The problem that isn’t well covered by existing law is when the artist doesn’t want their work used to train these LLMs. I don’t think that is a protected right. It’s like when a politician licenses a song from the label and plays it at a rally. The artist gets mad because they disagree with the politics. The politician may get bad publicity for this, but they are 100% within their legal rights to continue using the song (again, assuming it’s legally licensed, because if it’s not then it’s not interesting to discuss, it’s just boring infringement). Another example – the creators of The Boys have complained that many people who watch the show come away thinking Homelander is the hero. He is quite obviously a deranged sociopath, though I absolutely love the character. But this is a similar case of authorized users of your content using it for something you hate (promoting sociopathic superheroes).
If we want to prevent this, we need new laws.
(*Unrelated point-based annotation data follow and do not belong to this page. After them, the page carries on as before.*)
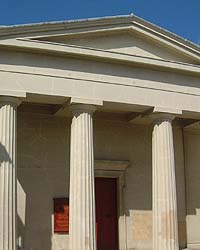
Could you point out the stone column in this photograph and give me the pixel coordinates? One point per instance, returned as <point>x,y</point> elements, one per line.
<point>82,198</point>
<point>165,223</point>
<point>8,211</point>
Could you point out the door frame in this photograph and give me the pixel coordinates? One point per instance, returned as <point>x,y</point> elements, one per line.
<point>116,169</point>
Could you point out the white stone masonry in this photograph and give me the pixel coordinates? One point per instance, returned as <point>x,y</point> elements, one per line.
<point>165,223</point>
<point>82,197</point>
<point>8,107</point>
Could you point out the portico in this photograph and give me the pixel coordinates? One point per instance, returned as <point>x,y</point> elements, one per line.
<point>92,101</point>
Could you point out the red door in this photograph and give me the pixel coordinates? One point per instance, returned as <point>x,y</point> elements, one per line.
<point>106,213</point>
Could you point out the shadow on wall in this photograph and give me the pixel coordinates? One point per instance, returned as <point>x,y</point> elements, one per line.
<point>34,215</point>
<point>4,156</point>
<point>43,172</point>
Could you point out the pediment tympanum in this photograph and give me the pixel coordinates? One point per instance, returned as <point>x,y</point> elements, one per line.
<point>125,42</point>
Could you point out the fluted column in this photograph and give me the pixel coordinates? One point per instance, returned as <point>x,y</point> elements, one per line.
<point>82,197</point>
<point>8,106</point>
<point>165,223</point>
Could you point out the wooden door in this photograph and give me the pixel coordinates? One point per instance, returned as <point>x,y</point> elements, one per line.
<point>106,213</point>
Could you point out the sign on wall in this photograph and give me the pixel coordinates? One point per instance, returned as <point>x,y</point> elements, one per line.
<point>61,215</point>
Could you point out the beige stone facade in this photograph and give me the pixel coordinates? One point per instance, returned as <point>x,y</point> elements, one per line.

Copyright is a giant hammer and modern content creation and sharing requires a much more versatile tool. Creative Commons tried to provide this and it caught on in some circles but never got the critical mass from big companies, probably because they’re just fine with the giant hammer – they have the legal resources to back it up and don’t much care about the collateral damage. I’m not optimistic we’ll resolve this – the Venn Diagram of those with the desire to change and the power to change is probably two separate circles. But maybe if we think about it this way, we can save some whining.